After listening to her emotional interview on CBC’s The Current I quickly bought Suki Kim’s memoir of her two semesters teaching English in North Korea Without You, There Is No Us: My Time with the Sons of North Korea’s Elite.
It was a quick listen (with an excellent narration by Janet Song), and on the whole enjoyable, despite the fact that it is very depressing. Not just because of the subject, but due to the tormented, lovelorn state of the author. After a failed engagement she packs up for missionary life in North Korea(!?) — you can’t imagine the type of emotional distress the author was under.
The book is limited in a number of ways. First, it ends with the death of Kim Jong Il, and thus only depicts life under his regime (the author left the school in December of 2011). Second, the subjects are the “sons of the elite”, so this it is obviously not a view into the daily life of “average” North Koreans. Third, the author is undercover (as an evangelical missionary), so the extent of her access is limited. Lastly, she is not able to give any comprehensive insight into the regime. All she has are a collection of interactions with her male, 19-20 year old students.
Though narrow in scope, it is a very novel perspective which makes it a valuable addition to the literature. As it was only published a few months ago, I am curious as to if it will stand up to scrutiny.
The book is tedious at times, when it feels like Kim is just copy/pasting chat logs of unbelievable North Korean claims of superiority. But she intersperses the snippets of conversation with biographical information about her parents escape during the breakout of the Korean war, and her own escape to America as a young teen. It is through these stories that she provides some semblance of historical context. If you are truly interested in the North, you should certainly pick up some other books — Without You is not meant to be comprehensive. However, I do think it would be a good primer for those interested more in human stories rather than lengthy analytical tracts ensconced in theoretical frameworks.
Overall I felt the execution was good, and evidenced Kim’s skill as a novelist. The book is dialectical, or at least dualist. Husbands and wives, mothers and sons, brothers and sisters, South and North, open and closed, god (Him) and Kim Jong Il (Him), etc.
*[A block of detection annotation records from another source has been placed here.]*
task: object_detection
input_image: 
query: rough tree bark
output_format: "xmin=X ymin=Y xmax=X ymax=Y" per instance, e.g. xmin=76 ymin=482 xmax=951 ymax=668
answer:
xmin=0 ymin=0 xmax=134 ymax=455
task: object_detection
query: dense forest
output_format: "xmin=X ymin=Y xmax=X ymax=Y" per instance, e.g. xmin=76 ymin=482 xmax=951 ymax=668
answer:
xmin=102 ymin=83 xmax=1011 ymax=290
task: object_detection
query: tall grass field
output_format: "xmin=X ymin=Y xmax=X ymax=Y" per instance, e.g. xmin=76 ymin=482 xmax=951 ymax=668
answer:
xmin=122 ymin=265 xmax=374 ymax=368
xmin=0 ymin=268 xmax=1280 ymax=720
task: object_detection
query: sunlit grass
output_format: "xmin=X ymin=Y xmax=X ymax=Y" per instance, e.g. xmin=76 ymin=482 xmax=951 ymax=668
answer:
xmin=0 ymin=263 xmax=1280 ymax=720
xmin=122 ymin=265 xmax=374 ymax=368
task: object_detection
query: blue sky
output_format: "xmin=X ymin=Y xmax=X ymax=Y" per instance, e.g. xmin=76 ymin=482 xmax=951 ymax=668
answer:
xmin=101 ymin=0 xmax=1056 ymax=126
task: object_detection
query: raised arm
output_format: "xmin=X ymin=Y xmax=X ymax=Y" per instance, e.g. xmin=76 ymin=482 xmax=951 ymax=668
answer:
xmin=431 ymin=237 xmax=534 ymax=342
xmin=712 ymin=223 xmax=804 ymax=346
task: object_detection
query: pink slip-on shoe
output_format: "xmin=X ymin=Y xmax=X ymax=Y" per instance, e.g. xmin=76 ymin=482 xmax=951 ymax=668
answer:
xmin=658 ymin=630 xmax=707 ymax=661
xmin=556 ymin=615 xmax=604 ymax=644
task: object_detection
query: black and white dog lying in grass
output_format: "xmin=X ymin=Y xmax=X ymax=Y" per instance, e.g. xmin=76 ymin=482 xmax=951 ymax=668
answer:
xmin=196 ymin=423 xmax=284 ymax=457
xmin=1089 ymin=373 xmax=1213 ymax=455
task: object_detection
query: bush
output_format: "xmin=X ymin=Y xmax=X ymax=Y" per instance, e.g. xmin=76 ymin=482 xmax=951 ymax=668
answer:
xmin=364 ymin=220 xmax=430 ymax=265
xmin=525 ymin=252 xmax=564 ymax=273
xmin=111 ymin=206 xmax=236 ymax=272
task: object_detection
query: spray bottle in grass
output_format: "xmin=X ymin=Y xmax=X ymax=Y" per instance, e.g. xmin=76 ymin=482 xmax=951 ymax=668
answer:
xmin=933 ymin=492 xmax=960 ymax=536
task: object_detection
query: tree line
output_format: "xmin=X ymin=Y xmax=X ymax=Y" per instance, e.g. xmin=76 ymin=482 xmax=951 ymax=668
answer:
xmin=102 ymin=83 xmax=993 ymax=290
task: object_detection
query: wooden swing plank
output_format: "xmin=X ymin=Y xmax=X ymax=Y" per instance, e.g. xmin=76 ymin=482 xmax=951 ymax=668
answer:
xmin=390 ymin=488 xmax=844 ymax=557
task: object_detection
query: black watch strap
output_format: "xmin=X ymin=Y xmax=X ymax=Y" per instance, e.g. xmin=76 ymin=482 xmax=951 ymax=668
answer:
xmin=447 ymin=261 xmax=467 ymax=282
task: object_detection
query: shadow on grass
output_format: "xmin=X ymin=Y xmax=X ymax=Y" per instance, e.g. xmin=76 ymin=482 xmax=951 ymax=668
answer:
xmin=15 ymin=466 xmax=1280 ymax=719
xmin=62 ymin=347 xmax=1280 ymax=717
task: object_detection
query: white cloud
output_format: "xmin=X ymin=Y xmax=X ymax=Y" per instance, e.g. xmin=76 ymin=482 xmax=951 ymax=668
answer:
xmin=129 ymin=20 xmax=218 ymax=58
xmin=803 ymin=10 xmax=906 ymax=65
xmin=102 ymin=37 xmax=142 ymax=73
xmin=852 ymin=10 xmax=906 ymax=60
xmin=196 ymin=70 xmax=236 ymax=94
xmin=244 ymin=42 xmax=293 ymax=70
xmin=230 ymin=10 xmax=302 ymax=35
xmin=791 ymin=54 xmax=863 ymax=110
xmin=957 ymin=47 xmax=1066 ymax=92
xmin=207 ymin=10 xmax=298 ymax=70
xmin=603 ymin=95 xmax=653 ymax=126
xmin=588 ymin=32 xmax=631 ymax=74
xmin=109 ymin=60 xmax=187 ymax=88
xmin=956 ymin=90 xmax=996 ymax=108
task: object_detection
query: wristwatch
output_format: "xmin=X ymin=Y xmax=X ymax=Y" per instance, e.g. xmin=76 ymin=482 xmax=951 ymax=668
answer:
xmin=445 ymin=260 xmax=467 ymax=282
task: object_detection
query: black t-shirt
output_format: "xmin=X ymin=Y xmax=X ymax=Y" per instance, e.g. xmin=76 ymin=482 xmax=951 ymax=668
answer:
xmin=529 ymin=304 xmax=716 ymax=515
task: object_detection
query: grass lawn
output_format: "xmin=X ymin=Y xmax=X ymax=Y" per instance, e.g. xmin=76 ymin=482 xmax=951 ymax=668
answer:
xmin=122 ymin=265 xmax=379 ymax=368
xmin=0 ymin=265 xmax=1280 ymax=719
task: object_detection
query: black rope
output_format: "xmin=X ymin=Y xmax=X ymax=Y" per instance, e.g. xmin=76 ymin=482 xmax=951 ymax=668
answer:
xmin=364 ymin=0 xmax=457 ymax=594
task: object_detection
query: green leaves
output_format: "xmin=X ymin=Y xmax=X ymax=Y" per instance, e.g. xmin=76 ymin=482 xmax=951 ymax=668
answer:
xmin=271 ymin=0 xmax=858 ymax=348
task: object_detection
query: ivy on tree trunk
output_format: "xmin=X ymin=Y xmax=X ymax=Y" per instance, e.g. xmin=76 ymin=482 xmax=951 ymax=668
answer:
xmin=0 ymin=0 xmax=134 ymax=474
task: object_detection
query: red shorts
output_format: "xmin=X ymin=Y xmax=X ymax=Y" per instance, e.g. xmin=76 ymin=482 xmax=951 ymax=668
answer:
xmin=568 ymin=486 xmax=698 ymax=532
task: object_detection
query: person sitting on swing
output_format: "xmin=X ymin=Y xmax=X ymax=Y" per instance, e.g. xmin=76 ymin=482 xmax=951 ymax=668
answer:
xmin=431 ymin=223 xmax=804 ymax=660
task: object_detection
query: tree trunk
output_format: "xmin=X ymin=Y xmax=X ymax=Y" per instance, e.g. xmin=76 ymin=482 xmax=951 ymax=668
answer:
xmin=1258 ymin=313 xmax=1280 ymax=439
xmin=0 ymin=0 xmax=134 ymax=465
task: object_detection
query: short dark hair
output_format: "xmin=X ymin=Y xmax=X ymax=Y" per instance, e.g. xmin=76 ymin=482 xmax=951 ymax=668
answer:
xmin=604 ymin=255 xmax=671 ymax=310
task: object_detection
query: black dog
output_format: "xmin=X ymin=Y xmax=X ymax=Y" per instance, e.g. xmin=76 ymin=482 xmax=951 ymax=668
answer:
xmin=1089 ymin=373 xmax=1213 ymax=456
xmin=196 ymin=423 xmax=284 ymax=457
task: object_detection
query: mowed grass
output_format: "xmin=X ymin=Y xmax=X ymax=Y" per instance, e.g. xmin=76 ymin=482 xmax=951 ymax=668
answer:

For immigrants there are two times, before and now — same as the division between the Koreas. The layering of symbols and metaphors is evocative and all done to very good effect.
At a few points I questioned the veracity of the author. As she reacted to the obdurate nationalism of her students, she herself seemed to flare up with American patriotic fervour herself. I understand that this book is not supposed to be a critical examination of the problems of the West, but it did come off as simplistic. What else did she simplify? She cannot be honest with anyone around her. Is she honest with us? Will we ever know?